Namun, jalan menuju pemakzulan masih panjang. Apalagi hal itu harus mendapat persetujuan dari Senat. Sulit, karena Senat didominasi oleh Partai Republik yang mendukung pemerintah.
"Keputusan itu (permintaan pemakzulan) terlalu gegabah. Seharusnya menunggu bukti-bukti yang kuat terlebih dulu. Ini memberi konfirmasi bahwa prioritas Demokrat memang tidak membuat kehidupan rakyat AS menjadi lebih baik," kata Mitch McConnell, Ketua Senat AS, seperti diwartakan Reuters.
Trump sendiri berjanji untuk membuka transkrip percakapannya dengan Zelenskiy. Dia mengaku menyinggung tentang Biden dalam percakapan itu, tetapi tidak ada soal bantuan US$ 400 juta.
"Nanti kalau Anda mengetahui soal percakapan itu, Anda akan mengerti," ujar Trump di hadapan wartawan di sela-sela Sidang Umum PBB, seperti diberitakan Reuters.
Meski pemakzulan terhadap Trump sepertinya masih jauh dari pandangan, tetapi angin sudah semakin kencang bertiup ke arah sana.

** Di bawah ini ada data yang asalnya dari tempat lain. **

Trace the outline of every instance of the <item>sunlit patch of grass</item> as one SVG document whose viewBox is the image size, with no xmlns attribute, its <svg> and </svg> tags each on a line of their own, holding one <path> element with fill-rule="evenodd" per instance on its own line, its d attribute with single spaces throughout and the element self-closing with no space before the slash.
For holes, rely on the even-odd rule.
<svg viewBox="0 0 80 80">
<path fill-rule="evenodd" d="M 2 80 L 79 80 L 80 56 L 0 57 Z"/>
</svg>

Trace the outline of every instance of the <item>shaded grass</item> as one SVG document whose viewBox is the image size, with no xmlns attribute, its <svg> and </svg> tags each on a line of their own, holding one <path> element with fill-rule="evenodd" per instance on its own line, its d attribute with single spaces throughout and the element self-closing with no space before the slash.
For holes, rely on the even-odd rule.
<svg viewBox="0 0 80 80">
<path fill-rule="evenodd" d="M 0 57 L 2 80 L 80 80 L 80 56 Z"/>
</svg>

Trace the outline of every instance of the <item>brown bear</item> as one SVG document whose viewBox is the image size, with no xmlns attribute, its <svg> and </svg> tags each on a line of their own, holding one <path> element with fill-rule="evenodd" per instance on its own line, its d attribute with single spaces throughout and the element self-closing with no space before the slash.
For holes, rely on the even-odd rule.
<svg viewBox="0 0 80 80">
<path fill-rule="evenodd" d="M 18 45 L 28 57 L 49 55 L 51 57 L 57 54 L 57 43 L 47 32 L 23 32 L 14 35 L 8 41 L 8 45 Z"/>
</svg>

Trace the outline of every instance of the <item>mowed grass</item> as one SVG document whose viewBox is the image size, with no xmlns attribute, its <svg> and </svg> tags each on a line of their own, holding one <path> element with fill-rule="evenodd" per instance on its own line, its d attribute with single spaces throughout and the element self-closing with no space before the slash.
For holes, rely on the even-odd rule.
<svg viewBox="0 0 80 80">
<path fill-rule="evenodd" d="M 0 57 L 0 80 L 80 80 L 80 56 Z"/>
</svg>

Perkembangan ini membuat investor agak grogi. Pasti, karena kalau sampai Trump dimakzulkan maka politik AS akan memanas dan itu menciptakan ketidakpastian baru.
Oleh karena itu, wajar jika investor enggan mengambil risiko. Lebih baik menunggu sampai ada kejelasan dari Washington sebelum mengambil langkah berikutnya.